April was the month Glossier launched Lash Slick — the brand’s first mascara, $16 a tube, with a tiny rubber-bristle brush and a long-wear flake-resistant formula. The launch had been teased since January, and the product delivered exactly what was promised: clean, natural-looking lashes without clumping or smudging. The brand’s particular gift continued to be the “no-makeup makeup” story, and Lash Slick was the natural next product in the lineup. We bought one. The mascara conversation in 2018 was crowded — L’Oréal Voluminous Lash Paradise still owned the drugstore tier, but Lash Slick had quietly carved out the prestige-minimal slot, and the prestige tier was about to face real questions about what they were charging for.
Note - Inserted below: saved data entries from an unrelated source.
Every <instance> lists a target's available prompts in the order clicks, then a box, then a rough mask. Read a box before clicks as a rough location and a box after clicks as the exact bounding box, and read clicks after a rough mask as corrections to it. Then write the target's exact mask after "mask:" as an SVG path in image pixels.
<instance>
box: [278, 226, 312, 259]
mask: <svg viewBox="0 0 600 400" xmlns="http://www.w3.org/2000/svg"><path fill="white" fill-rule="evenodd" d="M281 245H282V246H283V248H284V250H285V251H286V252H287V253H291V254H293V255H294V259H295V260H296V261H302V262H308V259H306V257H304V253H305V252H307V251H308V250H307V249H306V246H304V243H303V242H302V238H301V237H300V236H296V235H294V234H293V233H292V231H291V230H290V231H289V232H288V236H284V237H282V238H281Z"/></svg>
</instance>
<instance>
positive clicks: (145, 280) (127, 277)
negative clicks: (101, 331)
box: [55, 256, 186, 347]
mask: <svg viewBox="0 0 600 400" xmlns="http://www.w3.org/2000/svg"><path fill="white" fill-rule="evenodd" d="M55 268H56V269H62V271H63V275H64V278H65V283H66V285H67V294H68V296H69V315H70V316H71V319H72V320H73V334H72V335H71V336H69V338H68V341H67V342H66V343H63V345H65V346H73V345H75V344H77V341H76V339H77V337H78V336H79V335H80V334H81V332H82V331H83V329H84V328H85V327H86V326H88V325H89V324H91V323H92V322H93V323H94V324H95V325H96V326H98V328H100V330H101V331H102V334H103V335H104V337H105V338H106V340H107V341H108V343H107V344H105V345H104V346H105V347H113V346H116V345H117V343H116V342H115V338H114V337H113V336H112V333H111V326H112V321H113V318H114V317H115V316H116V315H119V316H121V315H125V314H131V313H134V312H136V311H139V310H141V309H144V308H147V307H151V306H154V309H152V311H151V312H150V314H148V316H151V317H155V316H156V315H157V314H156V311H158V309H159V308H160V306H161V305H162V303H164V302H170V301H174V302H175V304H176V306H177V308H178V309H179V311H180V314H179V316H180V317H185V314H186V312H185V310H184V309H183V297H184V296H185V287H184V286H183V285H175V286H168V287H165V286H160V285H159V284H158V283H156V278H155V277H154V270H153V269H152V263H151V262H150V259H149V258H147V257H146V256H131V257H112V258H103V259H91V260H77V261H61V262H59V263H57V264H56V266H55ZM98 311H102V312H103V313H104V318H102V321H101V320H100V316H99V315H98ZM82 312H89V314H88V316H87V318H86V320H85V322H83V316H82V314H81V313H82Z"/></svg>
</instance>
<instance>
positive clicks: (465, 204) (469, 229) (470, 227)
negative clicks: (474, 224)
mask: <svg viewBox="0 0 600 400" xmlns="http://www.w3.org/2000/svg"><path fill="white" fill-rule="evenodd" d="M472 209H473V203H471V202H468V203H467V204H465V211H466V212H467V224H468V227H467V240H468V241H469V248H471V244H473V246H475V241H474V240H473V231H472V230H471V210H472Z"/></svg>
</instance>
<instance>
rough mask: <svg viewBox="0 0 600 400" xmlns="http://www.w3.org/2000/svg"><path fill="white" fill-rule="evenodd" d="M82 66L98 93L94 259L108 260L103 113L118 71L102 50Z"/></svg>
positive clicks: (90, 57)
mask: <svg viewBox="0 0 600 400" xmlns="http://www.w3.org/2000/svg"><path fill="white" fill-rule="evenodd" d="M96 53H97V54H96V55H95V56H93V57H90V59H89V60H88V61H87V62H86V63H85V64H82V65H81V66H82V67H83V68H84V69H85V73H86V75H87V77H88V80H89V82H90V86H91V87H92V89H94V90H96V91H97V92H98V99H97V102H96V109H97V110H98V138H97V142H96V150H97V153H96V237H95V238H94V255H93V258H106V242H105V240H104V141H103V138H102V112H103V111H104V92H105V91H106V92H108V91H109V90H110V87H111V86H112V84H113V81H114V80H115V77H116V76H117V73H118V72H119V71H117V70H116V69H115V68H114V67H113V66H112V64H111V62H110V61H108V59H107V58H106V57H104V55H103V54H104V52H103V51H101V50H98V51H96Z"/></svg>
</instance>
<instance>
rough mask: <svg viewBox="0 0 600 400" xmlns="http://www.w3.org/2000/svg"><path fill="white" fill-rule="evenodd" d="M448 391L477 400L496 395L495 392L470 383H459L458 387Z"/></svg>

The Met Gala buildup begins

By the last week of April the Met Gala buildup had begun in earnest — the May 7 event would be themed “Heavenly Bodies: Fashion and the Catholic Imagination,” with Rihanna co-chairing the night. The beauty preview content had started showing up — speculative Pat McGrath palette previews, lipstick predictions, hair predictions. The Met Gala in 2018 was going to be one of the most beauty-coded carpets of the decade because the theme invited theatrical interpretation. We were watching for the looks the morning after. We were also lining up our own May Day plans which were considerably more modest.

Closing

By the last week of April the bathroom counter had three new permanent residents — the Mothership III palette, the Protini moisturizer jar, the Lash Slick tube. The Coachella beauty conversation had cooled. The active-ingredient routine was stable. May will bring the Met Gala on the 7th, the Royal Wedding on the 19th (Meghan Markle and Prince Harry, set to be the most-watched beauty moment of the year), Mother’s Day on the 13th, and the long stretch of warm-weather product testing that defines the months ahead. We will see you on the first Tuesday of May.